Kazakhstan redirecting import-export from Russia to Latvia
Businesspeople worry that Kazakh reliance on Russian export routes is going to harm the economy.
Kazakhstan’s import-export companies are redirecting their shipments away from Russian ports toward Latvia out of concern of falling prey to the mounting pressure of sanctions directed at Moscow.
Officials from Kazakhstan and Latvia met on March 3 to agree on a deal for cargo either going to or from Kazakhstan to be shipped through Riga, Ventspils and Liepaja, the Industry and Infrastructure Development Ministry in Nur-Sultan said in a statement.
Business owners in Kazakhstan have for several days been warning about the likely fallout of the Russian invasion on Ukraine.
Kanat Kopbayev, a co-owner of Kusto Group, a Kazakhstan-focused investment holding company, complained in an open letter published on March 1 that ports in Belgium, Germany, Estonia, and the Netherlands were refusing to accept cargo, including goods originally from Kazakhstan, if they had been sent through Russia.
Kazakhstan’s closeness to Russia, which extends to economic relations by virtue of their membership in the Moscow-led Eurasian Economic Union trading bloc, is threatening to pitch the country toward a “disaster,” Kopbayev said.
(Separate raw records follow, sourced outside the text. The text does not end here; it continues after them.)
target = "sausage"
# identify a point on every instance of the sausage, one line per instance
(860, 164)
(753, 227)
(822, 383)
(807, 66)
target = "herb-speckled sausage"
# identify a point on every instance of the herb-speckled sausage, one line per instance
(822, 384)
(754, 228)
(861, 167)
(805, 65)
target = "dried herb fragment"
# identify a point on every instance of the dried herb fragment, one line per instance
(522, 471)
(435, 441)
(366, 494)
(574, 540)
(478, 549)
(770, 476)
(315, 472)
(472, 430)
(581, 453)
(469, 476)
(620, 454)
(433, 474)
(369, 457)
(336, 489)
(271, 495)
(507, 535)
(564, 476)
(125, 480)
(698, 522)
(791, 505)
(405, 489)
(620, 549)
“Now the whole world is against Russia, and we are in the same boat. We, of course, are not Hitler for them, but we are Mussolini,” he wrote.
Kopbayev told the Kazakh version of Forbes news website that the shipments of many Kazakh companies are standing idle and that export-oriented companies – he mentioned Kusto’s Kostanai Minerals as one case in point – have suspended operations.
Imports are also coming under pressure. Poultry farms in Kazakhstan are strongly reliant on feed imported from Brazil, and supplies are tightening, Kopbayev said.
Customary reliance on Russia as a transit nation for goods has left Kazakhstan’s supply chain especially exposed at this time.
Industry and Infrastructure Development Minister Kairbek Uskenbayev on March 3 set up a task force to analyze how to avoid the impact of the “worsening state of affairs between the European Union and Russia” on international transport.
There are other options. The government is looking to make fuller use of the Trans-Caspian International Transport Route, which runs through the Kazakh ports of Aktau and Kuryk, across the Caspian to the South Caucasus and then toward Europe via Turkey.
Another potential transit nation is China, although that eastern option is fraught with its own complications. Last year, China cited coronavirus concerns as its reason for banning food imports from Kazakhstan, all while the volume of Chinese cargo transiting across Kazakhstan has grown. Intensified inspections on the border caused major bottlenecks of railcars on the Kazakh side, a situation that ultimately culminated with Kazakh railroad authorities banning the eastward passage of Kazakh cargo freight.
Negotiations are ongoing to break the logjam on the Kazakh-Chinese border, but there is no clarity about the progress of those talks.
Price inflation across some goods looks like an inevitable consequence. Yuri Negodyuk, a co-owner of several restaurant chains in Kazakhstan, told KazTAG news agency that suppliers of foodstuffs imported from Europe and Russia have cited the fall of the tenge, Kazakhstan’s currency, and disruptions in the supply chain as the reason for a 40 percent hike in what they charge for their goods. Consumers will feel the consequences in the coming two weeks or so.
Almaz Kumenov is an Almaty-based journalist.